作者
Ryutaro Tanno,David G. T. Barrett,Andrew Sellergren,Sumedh Ghaisas,Sumanth Dathathri,Abigail See,Johannes Welbl,Charles T. Lau,Tao Tu,Shekoofeh Azizi,K. K. Singhal,Mike Schaekermann,R. May,Roy Lee,SiWai Man,S. Sara Mahdavi,Zahra Ahmed,Yossi Matias,Joëlle Barral,S. M. Ali Eslami,Danielle Belgrave,Yun Liu,Sreenivasa Raju Kalidindi,Shravya Shetty,Vivek Natarajan,Pushmeet Kohli,Po-Sen Huang,Alan Karthikesalingam,Sofia Ira Ktena
摘要
Automated radiology report generation has the potential to improve patient care and reduce the workload of radiologists.

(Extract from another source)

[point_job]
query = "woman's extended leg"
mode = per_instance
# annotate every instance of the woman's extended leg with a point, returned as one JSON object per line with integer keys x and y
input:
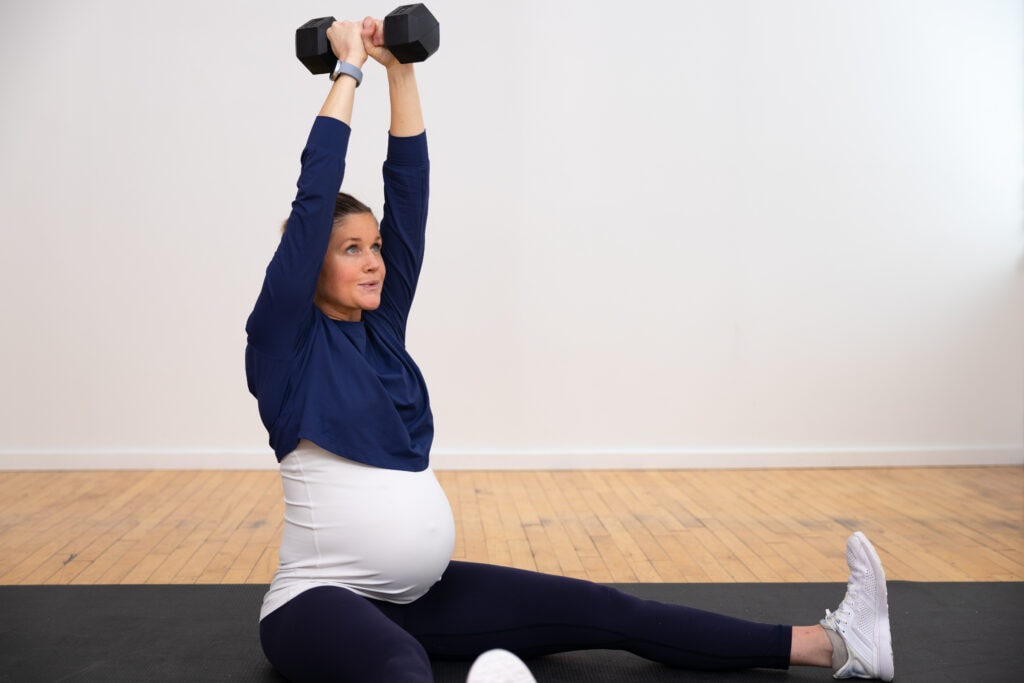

However, the path toward real-world adoption has been stymied by the challenge of evaluating the clinical quality of artificial intelligence (AI)-generated reports. We build a state-of-the-art report generation system for chest radiographs, called Flamingo-CXR, and perform an expert evaluation of AI-generated reports by engaging a panel of board-certified radiologists. We observe a wide distribution of preferences across the panel and across clinical settings, with 56.1% of Flamingo-CXR intensive care reports evaluated to be preferable or equivalent to clinician reports, by half or more of the panel, rising to 77.7% for in/outpatient X-rays overall and to 94% for the subset of cases with no pertinent abnormal findings. Errors were observed in human-written reports and Flamingo-CXR reports, with 24.8% of in/outpatient cases containing clinically significant errors in both report types, 22.8% in Flamingo-CXR reports only and 14.0% in human reports only. For reports that contain errors we develop an assistive setting, a demonstration of clinician–AI collaboration for radiology report composition, indicating new possibilities for potential clinical utility. By engaging a group of 27 certified radiologists in the United States and India, the accuracy and quality of radiology reports generated by a vision–language model is evaluated, exploring synergistic combinations with clinicians.